Büyük bir sektör çıkmaz sokakta...
65 milyar dolarlık yıllık ciro, aileleriyle birlikte 10 milyondan fazla insanı ilgilendiren bir konu...
Elbette önce sağlık, önce okullar ama bu insanlara da bir yol göstermemiz lazım.
Cumhurbaşkanı Erdoğan işletmelerin Halkbank’a olan borçlarının altı ay ertelendiğini söyledi. Bence önemli bir adım...
Hükümet daha fazlasını da yapmalıdır.
Lokantalar pandemi kontrol altına alınıncaya kadar açılmasın, sorun yok.
O zaman bu sektörde çalışanlara el uzatalım.
Dediğim bu kadar net...
Kalabalıkları özledik
AVM’ler kapandığı dönemde e-ticaret patladı. Perakende de öyle... Ama bu restoranlar için geçerli olamaz. Paket servisini herkes istemeyebilir. Ama daha önemlisi ve güzel olan insanların restoranlara gidip sosyalleşmesiydi. Arkadaşlıkların dostluğa dönüşmesiydi. İş görüşmelerinin olgunlaşması, imza aşamasına gelmesiydi. Ya da bir veda için o masada buluşmaktı. Yani özledik. Kalabalık sofraları gerçekten özledik.

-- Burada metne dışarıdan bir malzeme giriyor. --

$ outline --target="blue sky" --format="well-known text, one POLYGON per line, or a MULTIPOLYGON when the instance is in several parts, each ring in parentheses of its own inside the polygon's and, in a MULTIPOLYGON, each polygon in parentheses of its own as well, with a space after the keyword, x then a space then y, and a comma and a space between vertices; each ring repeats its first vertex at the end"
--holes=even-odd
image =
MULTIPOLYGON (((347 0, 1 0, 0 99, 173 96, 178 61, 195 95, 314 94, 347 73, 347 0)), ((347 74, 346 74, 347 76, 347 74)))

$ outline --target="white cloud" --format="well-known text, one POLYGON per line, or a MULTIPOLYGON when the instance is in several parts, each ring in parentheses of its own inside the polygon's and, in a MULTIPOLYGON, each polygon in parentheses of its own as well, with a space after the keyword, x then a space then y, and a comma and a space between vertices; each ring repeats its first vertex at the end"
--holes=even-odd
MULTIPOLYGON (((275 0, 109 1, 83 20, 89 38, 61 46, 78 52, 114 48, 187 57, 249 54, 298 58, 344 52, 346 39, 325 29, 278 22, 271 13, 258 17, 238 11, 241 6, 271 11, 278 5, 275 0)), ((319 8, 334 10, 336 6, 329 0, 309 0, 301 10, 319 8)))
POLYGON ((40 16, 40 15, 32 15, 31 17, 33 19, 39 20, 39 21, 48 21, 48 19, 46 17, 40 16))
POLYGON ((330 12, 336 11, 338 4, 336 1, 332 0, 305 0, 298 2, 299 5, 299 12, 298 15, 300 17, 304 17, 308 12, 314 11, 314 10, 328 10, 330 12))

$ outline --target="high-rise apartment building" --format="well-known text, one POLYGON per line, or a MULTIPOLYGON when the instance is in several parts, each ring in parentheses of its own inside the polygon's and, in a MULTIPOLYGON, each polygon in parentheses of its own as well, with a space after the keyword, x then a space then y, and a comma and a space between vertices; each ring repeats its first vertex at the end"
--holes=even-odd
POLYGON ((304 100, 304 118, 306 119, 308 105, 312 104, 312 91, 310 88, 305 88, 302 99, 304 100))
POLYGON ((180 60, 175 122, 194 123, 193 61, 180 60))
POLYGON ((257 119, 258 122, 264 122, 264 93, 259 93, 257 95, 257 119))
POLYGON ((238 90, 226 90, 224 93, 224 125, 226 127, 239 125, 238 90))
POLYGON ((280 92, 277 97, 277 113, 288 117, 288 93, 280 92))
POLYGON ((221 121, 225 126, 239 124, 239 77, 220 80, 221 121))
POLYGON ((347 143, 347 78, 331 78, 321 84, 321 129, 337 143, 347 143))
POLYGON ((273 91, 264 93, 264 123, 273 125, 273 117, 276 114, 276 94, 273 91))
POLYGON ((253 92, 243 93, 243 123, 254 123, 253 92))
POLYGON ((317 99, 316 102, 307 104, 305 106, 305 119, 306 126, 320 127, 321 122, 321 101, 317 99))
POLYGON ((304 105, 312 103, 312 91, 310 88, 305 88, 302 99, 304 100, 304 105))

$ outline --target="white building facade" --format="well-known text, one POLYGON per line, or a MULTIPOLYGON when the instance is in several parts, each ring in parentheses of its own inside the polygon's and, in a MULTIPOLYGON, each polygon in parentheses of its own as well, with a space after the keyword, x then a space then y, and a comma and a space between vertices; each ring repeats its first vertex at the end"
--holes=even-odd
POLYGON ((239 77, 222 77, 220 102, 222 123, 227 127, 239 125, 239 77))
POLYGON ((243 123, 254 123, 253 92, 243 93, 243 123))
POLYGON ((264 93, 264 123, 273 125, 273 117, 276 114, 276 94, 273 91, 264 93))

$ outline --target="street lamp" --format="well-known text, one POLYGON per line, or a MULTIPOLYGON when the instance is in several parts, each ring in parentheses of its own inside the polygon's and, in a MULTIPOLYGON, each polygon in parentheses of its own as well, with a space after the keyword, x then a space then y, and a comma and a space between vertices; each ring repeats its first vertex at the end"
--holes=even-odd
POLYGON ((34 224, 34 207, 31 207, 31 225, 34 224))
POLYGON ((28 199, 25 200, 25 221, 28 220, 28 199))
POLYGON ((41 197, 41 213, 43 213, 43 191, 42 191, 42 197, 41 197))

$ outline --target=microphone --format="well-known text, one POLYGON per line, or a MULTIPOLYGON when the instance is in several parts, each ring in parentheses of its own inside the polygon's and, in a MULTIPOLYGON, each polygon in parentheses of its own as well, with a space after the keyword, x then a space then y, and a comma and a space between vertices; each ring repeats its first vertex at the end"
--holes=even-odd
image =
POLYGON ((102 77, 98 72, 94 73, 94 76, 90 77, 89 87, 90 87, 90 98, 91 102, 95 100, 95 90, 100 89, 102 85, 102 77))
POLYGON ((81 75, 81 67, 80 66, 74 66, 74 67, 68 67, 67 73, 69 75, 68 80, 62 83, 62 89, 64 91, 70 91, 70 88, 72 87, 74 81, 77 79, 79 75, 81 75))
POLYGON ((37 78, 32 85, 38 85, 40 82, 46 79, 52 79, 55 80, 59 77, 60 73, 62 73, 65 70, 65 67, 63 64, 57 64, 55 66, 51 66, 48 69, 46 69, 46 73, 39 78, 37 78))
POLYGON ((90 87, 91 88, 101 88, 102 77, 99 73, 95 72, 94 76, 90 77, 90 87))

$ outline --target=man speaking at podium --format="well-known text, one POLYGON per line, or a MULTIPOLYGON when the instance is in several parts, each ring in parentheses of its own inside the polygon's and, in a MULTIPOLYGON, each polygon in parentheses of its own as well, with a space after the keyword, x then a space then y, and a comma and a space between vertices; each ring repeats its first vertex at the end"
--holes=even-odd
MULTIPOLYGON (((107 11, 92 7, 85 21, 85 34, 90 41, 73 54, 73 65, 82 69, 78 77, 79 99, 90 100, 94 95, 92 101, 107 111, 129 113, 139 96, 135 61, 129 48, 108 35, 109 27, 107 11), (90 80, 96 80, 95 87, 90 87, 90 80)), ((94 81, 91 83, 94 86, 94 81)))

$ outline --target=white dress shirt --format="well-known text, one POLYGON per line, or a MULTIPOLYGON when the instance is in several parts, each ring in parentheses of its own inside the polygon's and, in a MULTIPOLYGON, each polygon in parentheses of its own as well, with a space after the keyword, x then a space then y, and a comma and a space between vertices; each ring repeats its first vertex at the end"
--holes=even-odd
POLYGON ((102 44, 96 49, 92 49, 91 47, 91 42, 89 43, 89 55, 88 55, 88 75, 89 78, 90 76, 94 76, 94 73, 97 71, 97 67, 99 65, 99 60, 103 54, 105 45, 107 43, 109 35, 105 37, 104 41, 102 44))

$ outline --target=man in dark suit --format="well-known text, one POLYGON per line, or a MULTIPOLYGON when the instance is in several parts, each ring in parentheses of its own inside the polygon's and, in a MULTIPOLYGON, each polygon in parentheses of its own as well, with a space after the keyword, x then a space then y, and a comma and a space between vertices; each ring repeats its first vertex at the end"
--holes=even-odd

Boş tribünler de hüzün veriyor
AŞILAR yaygınlaşmadı ama mart sonuna doğru rakamlar yeniden gözden geçirilip aşı olanlar maçlara gidebilmeli. Nasıl boş restoranlar hepimize hüzün veriyorsa boş tribünler de bana aynı duyguyu veriyor. Bence aşı olup antikoru oluşanlar maçlara gidebilmeli.